Expo 2020 would have been the next step in our journey. Disrupted by the pandemic, and the economic and social devastation it has wrought, our Expo will now not open in October but instead, we hope, a year later on October 1, 2021.

From then until March 31, 2022, it will provide an even finer platform for innovation and displays of national excellence and international cooperation than we had promised. As humanity emerges, countries will present their best selves to the world. All will be offered the chance to heal and to be heard; to inspire millions of visitors from around the world and supercharge international cooperation and collaboration at regional and global levels.

They will also join a constructive dialogue, made more urgent by the events of today, that will allow us to start to build the world we want, one better than the one we have left behind. We will draw on an understanding of what we have lost, motivated by a purpose that goes beyond survival, to growth and development facilitated by structures that ensure equity, security and sustainability.

We will be able to deliver on this commitment as our Expo has always been about more than buildings, as spectacular as they are. It has always been about more than a moment in time, as vital as that window of opportunity is and remains. Our Expo is about a single unifying vision: to become more, together.
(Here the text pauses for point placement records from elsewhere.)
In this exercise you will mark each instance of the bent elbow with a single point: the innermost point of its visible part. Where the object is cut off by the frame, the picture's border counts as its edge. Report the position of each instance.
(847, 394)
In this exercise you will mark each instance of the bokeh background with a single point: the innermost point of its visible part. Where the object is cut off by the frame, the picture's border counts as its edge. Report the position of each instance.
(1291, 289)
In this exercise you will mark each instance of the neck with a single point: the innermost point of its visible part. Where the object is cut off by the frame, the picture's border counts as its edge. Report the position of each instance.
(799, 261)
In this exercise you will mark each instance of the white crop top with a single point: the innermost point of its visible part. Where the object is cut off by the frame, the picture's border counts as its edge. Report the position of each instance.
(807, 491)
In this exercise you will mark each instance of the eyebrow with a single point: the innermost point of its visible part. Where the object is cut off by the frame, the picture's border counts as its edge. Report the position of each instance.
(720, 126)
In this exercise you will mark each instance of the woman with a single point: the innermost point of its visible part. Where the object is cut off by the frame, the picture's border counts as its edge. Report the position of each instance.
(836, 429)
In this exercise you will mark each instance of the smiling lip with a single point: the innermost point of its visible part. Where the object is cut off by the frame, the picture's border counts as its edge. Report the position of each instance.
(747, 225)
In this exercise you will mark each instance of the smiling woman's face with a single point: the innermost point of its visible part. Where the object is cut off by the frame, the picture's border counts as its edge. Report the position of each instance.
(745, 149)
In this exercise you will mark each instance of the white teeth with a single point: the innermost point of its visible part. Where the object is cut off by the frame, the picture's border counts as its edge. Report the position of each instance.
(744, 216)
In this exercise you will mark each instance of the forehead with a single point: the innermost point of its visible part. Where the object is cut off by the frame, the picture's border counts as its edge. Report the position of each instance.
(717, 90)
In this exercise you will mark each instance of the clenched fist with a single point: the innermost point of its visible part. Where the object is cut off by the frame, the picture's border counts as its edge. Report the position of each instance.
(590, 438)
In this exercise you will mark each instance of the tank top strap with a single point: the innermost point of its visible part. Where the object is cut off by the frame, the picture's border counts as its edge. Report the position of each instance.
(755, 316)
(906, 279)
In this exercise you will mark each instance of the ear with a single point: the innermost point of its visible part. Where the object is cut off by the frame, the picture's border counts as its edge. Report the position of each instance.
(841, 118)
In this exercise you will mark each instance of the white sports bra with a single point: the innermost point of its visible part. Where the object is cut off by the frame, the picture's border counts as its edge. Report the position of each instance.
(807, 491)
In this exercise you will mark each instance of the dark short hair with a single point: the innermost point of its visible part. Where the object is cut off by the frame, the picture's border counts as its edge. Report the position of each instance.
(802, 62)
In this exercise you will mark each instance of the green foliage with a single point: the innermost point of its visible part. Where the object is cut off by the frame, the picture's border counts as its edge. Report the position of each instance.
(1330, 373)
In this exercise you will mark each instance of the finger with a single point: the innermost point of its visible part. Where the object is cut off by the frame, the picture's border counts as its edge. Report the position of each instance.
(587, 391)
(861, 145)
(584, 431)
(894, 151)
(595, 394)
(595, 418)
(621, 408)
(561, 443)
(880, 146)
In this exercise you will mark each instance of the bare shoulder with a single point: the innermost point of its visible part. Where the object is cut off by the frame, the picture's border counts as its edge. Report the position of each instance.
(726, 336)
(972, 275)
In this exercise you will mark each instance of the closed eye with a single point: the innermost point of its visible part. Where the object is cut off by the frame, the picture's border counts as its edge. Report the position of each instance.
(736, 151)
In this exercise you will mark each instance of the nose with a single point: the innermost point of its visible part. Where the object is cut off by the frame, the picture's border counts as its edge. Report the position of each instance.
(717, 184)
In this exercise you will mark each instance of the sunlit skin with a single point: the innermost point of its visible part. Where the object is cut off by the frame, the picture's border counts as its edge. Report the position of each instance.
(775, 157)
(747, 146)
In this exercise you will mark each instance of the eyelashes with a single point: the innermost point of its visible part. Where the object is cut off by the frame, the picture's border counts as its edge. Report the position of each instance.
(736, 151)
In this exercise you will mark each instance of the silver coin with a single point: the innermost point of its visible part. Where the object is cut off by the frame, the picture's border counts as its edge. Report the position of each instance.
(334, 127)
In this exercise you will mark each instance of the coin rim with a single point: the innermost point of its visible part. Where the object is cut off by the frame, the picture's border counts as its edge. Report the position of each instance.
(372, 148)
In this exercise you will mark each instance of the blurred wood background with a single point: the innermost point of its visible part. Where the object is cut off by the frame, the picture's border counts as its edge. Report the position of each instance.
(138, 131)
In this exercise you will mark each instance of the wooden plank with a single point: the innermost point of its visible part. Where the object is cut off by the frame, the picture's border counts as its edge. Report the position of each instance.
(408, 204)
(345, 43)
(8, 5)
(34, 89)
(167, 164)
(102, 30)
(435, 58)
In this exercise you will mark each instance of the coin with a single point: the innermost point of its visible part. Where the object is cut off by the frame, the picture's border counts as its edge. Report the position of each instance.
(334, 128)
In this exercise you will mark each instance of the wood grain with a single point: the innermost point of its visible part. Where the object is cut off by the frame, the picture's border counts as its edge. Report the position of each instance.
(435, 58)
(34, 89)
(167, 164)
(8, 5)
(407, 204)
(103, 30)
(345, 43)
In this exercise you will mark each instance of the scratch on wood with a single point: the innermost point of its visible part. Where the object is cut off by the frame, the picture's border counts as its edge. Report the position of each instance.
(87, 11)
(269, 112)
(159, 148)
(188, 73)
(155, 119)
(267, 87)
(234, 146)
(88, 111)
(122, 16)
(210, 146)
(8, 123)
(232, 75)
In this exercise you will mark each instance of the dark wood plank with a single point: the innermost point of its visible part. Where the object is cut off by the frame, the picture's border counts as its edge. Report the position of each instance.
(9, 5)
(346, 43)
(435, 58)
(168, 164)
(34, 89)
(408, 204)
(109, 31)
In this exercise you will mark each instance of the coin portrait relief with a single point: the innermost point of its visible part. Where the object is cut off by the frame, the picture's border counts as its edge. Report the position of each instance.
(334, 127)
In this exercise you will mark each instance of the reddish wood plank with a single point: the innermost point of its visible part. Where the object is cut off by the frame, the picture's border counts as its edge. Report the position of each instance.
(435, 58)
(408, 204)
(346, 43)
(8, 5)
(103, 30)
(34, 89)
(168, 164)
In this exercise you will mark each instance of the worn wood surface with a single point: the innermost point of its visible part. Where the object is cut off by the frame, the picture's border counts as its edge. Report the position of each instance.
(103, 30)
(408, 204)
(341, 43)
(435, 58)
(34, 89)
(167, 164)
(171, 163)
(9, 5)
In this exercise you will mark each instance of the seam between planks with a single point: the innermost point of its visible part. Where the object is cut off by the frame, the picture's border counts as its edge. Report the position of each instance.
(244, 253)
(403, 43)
As the UAE's Minister of State for International Cooperation, it is my nation's rallying call to build and strengthen shared norms by which we must conduct ourselves in order to survive and thrive.

We are honored that the Bureau International des Expositions and nations around the world share our confidence in Expo 2020, and by their affirmation that we should come together in the UAE. We will redouble, rather than relax our efforts -- with the theme, "Connecting Minds, Creating the Future" -- and fulfill our promise to Expo and the world.

In the months ahead, the worst of this crisis will pass.

Then, the world we fashion must be relevant and purposeful. It must draw on the political will of its partners and the wisdom of hard lessons learned. It must be founded on institutions that are strongest in moments of adversity. And it must be more compassionate and more resilient.

Only in this future will we avoid repeating the mistakes of the past and instead achieve our shared and full potential.

Reem Al Hashimy is the Minister of State for International Cooperation for the United Arab Emirates. The views expressed in this commentary are her own.